A Defense by John Rawlins of Grant's General Orders no. 11 in reply to a letter by Lewis Dembits, written May 6, 1868, published in the NY Times June 22, 1868.

Gen. Grant's Mississippi Order—Explanatory Letter from Gen. Rawlins

Headquarters Army of the United States, Washington, May 6, 1868

Sir: Your letter relating to the order of Gen. Grant, dated Oxford, Miss., Dec. 17 1862, expelling Jews, as a class, from his department, is before me. You are doubtless aware that Gen. Grant has never, either himself or through the aid of friends, attempted to defend any military order which the emergencies of the service seemed at the time to require. However, as my name is attached to it as Assistant Adjutant-General, it may not be improper to state that at and previous to its date, our military affairs were in a most critical condition, and important movements were transpiring. Gen. Sherman was collecting forces at Memphis and Helena. Gen. Grant was moving steadily against Pemberton, at Grenada, keeping up appearances of immediate attack, to divert his attention from Sherman, and in cooperation with Grant, Dodge was moving south from Corinth. The success of Grant's plans depending in keeping the enemy in ignorance of his real purpose, namely, the surprise and capture of Vicksburg by Sherman, and it was therefore of the utmost importance that every avenue of information to the enemy should be closed.

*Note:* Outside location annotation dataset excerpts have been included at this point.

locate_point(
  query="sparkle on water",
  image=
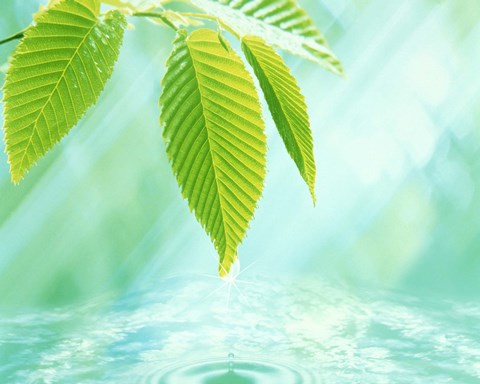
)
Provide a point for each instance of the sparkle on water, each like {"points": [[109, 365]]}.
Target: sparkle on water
{"points": [[194, 330]]}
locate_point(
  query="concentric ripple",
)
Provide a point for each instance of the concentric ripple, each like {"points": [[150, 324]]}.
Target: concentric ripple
{"points": [[230, 371]]}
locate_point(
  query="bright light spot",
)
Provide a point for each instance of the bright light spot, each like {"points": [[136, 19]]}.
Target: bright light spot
{"points": [[428, 78], [415, 132]]}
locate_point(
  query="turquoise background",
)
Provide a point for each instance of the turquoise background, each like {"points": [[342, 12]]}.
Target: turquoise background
{"points": [[390, 256], [396, 144]]}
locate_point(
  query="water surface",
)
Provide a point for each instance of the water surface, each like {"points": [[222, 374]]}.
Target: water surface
{"points": [[204, 330]]}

The most stringent orders had previously been published, forbidding persons going or coming through our lines, limiting traders to certain boundaries, and prohibiting the passage of coin South, or the payment of it for Southern products. Persistent violations of these orders by persons principally of the Jewish race, were the subjects of constant reports by many of Gen. Grant's subordinates, some of whom had even issued orders expelling them from the lines, but which Gen. Grant had promptly revoked. Reports of the same character were also received from other than military sources.

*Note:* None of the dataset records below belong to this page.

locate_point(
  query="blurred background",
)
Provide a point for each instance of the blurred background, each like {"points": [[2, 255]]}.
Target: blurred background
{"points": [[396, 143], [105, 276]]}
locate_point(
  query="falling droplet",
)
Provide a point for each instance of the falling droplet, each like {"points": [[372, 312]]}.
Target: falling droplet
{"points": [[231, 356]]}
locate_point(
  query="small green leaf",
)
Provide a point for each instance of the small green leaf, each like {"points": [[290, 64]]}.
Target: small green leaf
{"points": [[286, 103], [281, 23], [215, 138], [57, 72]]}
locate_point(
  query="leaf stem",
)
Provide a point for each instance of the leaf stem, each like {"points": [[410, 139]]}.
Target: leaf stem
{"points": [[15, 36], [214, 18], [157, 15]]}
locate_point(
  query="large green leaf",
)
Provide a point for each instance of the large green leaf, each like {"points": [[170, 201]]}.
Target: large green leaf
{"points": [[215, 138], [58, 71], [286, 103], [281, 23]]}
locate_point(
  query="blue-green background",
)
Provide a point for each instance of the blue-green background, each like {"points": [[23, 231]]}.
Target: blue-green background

At length, on the evening of Dec. 17, 1862, (the date of the order,) the mail brought from Washington a large number of complaints, officially referred to him by the General-in-Chief of the army, against this class of persons, for violations of the above mentioned orders. The General felt, on reading them, that some immediate action was demanded of him. He realized to its full extent the critical condition of military affairs, and judged, whether wisely or unwisely, that to meet the exigency action must be immediate, thorough and in a form not to be evaded. The order you refer to was the result. It was written, and telegraphed to his subordinates, without revision, leaving all persons not justly amenable to its terms to be relieved on their individual application.

The idea that it was issued on account of the religion of the Jews cannot be seriously entertained by any one who knows the General's steadfast adherence to the principles of American liberty and religious toleration.
Very respectfully, your obedient servant,
John A. Rawlins
To Lewis N. Dembits, Esq., Louisville, Ky.